Hagerty ran and toured China with a group of 140 participants from Marathon Tours & Travel, an organization based in Boston. She met up with them after her flight to Beijing, she said. She had run in Antarctica with one man in the group, competed in Iceland with another and raced in New Zealand with a third.
The runners chose from 5K, 10K, half marathon and marathon options for the race at the Great Wall.
“I really regret I didn’t do the half marathon,” Hagerty said. “I could have definitely completed [it].” She chose the 10K because she knew it would be a difficult run and wanted to be sure she could complete it, she added.
“We had to go to the wall two days before [the race] and run 3 miles on the wall. A lot of people dropped down in category after that, [but] I kept mine 10K.”
Hagerty won her age group—70 and over.
“We had 1,600 participants from 46 countries; I was the oldest participant,” she said. “CNN News was there [and] ran a report [that] said I was the oldest participant to do a race on the wall.”
The 3-mile segment of the race that participants ran on the wall included running up oftentimes confusing towers, and in some places, people were stationed in the towers to help direct, Hagerty said. Portions of the wall have nothing to hold on to, or sometimes a rope or other insecure handrail, she added.
“The wall is 4,300 miles long; we did 3 miles on the wall, which was hard enough,” she said. “You come down off the wall and go through little villages. We went through about three little villages, not counting the big one where we started.”
The villagers look forward to the runners coming each year, she added.
“At one point, there was a lady [who] started running with me,” Hagerty said. “A couple kids [were also] running back and forth with me.”
Hagerty began running at age 64 to help kick her smoking habit. “I went to a stop smoking clinic and they said ‘stop smoking, get out and move it.’ So after my morning coffee, instead of having my cigarette, I went out and ran down the street,” she said.
She decided she liked running and went a little farther the next day, she added.
After joining the Salisbury Rowan Runners in Salisbury, one girl asked Hagerty to run with her in the New York City Marathon. The invitation gave her the motivation to keep working her distance up to marathon length—26.2 miles.

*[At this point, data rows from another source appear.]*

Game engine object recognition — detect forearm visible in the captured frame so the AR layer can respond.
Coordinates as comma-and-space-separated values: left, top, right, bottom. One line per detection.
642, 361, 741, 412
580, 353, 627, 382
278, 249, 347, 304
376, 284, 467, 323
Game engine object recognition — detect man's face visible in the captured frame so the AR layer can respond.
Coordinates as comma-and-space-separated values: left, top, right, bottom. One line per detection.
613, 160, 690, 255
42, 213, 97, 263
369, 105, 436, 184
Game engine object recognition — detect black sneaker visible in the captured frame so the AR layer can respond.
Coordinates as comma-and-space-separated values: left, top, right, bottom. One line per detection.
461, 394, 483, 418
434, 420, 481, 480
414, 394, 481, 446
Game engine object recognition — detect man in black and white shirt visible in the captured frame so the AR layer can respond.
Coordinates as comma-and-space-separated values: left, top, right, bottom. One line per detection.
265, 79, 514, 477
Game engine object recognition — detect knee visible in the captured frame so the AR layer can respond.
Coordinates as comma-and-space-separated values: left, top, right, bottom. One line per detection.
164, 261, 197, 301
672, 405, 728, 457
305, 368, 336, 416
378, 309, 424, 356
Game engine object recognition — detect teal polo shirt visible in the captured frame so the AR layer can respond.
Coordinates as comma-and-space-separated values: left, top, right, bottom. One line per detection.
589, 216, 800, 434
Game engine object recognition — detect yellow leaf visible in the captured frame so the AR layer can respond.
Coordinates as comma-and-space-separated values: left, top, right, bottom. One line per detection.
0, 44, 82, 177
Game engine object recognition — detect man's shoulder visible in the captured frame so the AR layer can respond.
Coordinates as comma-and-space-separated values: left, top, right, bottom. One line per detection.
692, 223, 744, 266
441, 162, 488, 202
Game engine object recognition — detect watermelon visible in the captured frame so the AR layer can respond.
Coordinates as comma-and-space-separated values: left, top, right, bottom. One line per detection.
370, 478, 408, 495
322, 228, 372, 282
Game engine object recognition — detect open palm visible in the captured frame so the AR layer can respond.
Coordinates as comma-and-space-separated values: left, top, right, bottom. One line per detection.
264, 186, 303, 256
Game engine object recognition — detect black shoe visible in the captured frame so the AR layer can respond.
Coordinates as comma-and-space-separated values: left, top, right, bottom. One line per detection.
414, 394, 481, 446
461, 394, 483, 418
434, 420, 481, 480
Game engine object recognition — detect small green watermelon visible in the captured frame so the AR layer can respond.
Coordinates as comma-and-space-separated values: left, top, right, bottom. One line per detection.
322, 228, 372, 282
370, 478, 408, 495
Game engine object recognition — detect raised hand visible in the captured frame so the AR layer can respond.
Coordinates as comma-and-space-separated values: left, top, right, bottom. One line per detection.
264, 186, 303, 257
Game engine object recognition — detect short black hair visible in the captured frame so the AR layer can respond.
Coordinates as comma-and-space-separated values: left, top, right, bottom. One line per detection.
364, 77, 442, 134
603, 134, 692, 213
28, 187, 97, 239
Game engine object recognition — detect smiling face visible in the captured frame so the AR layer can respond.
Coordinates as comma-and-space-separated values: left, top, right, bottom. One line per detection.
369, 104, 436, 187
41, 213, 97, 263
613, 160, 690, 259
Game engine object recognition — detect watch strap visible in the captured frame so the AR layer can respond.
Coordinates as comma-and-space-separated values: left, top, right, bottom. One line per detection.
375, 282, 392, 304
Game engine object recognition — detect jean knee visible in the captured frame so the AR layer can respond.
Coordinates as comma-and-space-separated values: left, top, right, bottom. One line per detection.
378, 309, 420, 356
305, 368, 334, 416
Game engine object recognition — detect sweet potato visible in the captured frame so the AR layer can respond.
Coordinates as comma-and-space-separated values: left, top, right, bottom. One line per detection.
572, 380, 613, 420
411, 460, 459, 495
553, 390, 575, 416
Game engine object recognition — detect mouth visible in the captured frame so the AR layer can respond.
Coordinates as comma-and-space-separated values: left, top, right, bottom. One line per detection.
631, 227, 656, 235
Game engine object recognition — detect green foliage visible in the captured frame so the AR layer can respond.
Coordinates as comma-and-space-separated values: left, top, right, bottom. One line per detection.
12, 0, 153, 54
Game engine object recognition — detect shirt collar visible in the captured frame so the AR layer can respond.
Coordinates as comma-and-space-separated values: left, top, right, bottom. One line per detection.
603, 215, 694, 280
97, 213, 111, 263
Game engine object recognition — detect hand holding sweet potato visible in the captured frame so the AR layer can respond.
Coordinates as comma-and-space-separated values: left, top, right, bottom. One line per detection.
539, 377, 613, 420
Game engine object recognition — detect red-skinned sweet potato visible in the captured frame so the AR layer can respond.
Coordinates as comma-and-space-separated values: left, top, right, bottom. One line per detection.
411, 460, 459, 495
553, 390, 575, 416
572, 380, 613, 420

Her father was a speedboat racer, and Hagerty attributes her competitive nature to him. “I love to compete,” she said good-naturedly. “I’ll run against you, or anyone, any day.”
Hagerty admits that she has pretty much done every race around the world to date that has caught her attention, with one exception. “I may go back to Africa and do the Kilimanjaro run,” she said.
She did not plan to become a world record-holding runner. “I never planned any of it; it just kind of evolved,” she said. “I’d done a lot of traveling before I ever started running, so I knew I liked seeing new things,” she said.
Hagerty retired from a local hospital’s accounting department, and prior to that, she worked in the office for her father’s concrete plant in Concord.
She competes in the Senior Games and qualified to go to the state finals, held in Raleigh in the fall, where she will compete in track runs and a 5K. “I’m in a new age group this time, [ages] 85 to 89, so maybe I will set new records,” she said.
Hagerty began teaching herself some piano pieces six months ago, realizing that she will not be able to run forever. “I can read music; I took music lessons when I was a little girl, [so] I’m picking some pieces that don’t look too difficult,” she said.
She also keeps busy by playing hand bells at church, doing income taxes for the elderly free of charge through AARP and working at the board of elections during voting.
Registration for Beech Mountain’s A Cool 5 is open through the morning of the race.